In hospitality management, analyst Dana Gardner of Interarbor Partners playfully imagined a scenario where sensors on toast baskets provide data on uneaten toast so room service managers can determine the correct number of slices of toast –if any--to deliver with a cup of oatmeal.  

In these scenarios, “Machines and technology don’t replace people. They allow them to ask the right questions and extract data in order to support decisions,” said Gardner.

The convergence of these new technologies, along with the emergence of cloud and the removal of constraints around data storage is creating a multiplier effect that’s speeding up the pace of change. “True SaaS is a business model shift. You’re consuming a continuous stream of innovation,” said Wang.

To deliver value in this new paradigm, Gardner, Wang and fellow analysts Jason Busch of Azul Partners, and Duncan Jones of Forrester all cautioned buyers against relying solely on the RFP process.

Rethinking the RFP

Instead, they recommended an open-ended process that allows for vendors to bring new ideas and solutions. Vendor partnerships and ecosystems also need to be taken into consideration when considering cloud vendors, since integrations and APIs make it possible for third parties to easily increase the value a platform can deliver. To that end, Bernshteyn announced a certification program that provides customers access to a larger set of software partners that can connect third-party applications to the Coupa platform faster than ever before.
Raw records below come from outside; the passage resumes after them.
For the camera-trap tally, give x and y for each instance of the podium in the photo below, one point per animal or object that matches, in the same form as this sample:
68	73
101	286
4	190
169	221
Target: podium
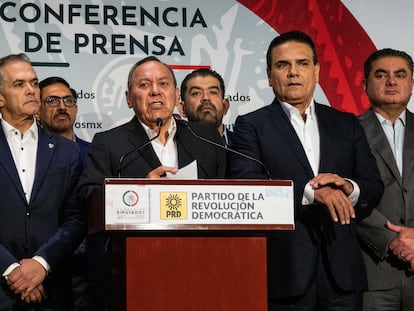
167	258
The key takeaway is that solutions today have to earn their keep. They only provide value when they make users' lives easier. Vendors have to look at everything through that lens, and buyers have to collaborate across functions to navigate the waters of change, something that takes courage and persistence, agreed executives on the cross functional CPO-CFO-CIO panel.

“Have persistence and courage to implement the right solution, not the politically expedient one,” urged CPO Advisory’s David Hearn. His remark drew a spontaneous round of applause.

The bottom line:  “Digital disruption is changing the expectations of the user,” said Forrester’s Jones. “If you can’t meet them you’re toast.”

Eight pieces of uneaten dry toast, to be precise.